Reluctantly, I renewed my examination of the corpse. A fleshy woman, entirely naked, her pale arms at her sides and legs spread a bit, she had been laid out on linen so stained and soiled an Englishman would refuse to dine off it. Her dark hair framed a somewhat livid face, yet even in the brilliant light her eye sockets were empty black pits. Evidently the violence had been done to her in this place, by means of the saws and polished blades that lay beside her. But no anatomist’s instruments could have metamorphosed my Damiata into this. For the first time since she had vanished, I was relieved to know I would have to look for her elsewhere.

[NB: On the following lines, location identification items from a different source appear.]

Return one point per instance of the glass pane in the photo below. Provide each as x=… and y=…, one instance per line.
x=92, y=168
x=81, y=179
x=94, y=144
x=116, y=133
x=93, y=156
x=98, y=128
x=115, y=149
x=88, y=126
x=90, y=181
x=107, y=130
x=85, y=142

“We have proved the cause of her mortality,” Leonardo said. He stood before a lead tub, which was shaped like a coffin and raised on a stone platform, so that the rim reached to the height of his waist. At each end of the metal tank a miniature sun rose atop a lampstand; the light source was a candle somehow enclosed in the center of a large glass globe, despite the latter appearing to be filled with water. Evidently this medium rendered the brilliant light unnaturally steady.
“As you might expect in this capit
al of all stupidities,” Leonardo continued in his theater-organ tenor, “the wheat-field sages attribute her death to some demonic agent. With presumably every means of destruction at his avail, Satan instructed one of his minions to insert a large piece of dried apple at the entrance to this woman’s breathing tube. Giacomo. Show him.”
I turned to find Leonardo’s Adonis, Messer Giacomo, presiding over his own table, upon which had been distributed various organs that appeared to have been removed from the corpse. To my untutored eyes, this arrangement resembled a zampogna—a peasant bagpipes—although this instrument had but one pipe, as thick as a barge rope but only half as long as my arm, crowned with a sort of crest. At the other end of the pipe was a pair of glistening purple bladders that put one in mind of fresh ox livers. Messer Giacomo clutched the crest atop the pipe with one hand, while with the other he pressed down on one of these bladders.
“Ah! Ah! Agghh!”
Hence I came to the understanding that the bladders were lungs, the pipe a windpipe; Giacomo had been squeezing his inelegant notes from that poor woman’s dead flesh. Of the countless frauds and fables wherein a corpse speaks, no storyteller had ever imagined a truth such as this.
Finished with his playing, Leonardo’s maestro of lungs plucked something from his table and displayed it delicately between his thumb and finger. The brown chunk was hardly bigger than a Spanish olive.
“I think it reasonable to propose that the woman herself swallowed it,” Leonardo said. “As we have demonstrated, her lungs and larynx, indeed the whole apparatus of her breathing, remain entirely without damage. Had she spit out that single bite or masticated it more thoroughly, she might have lived another forty years.”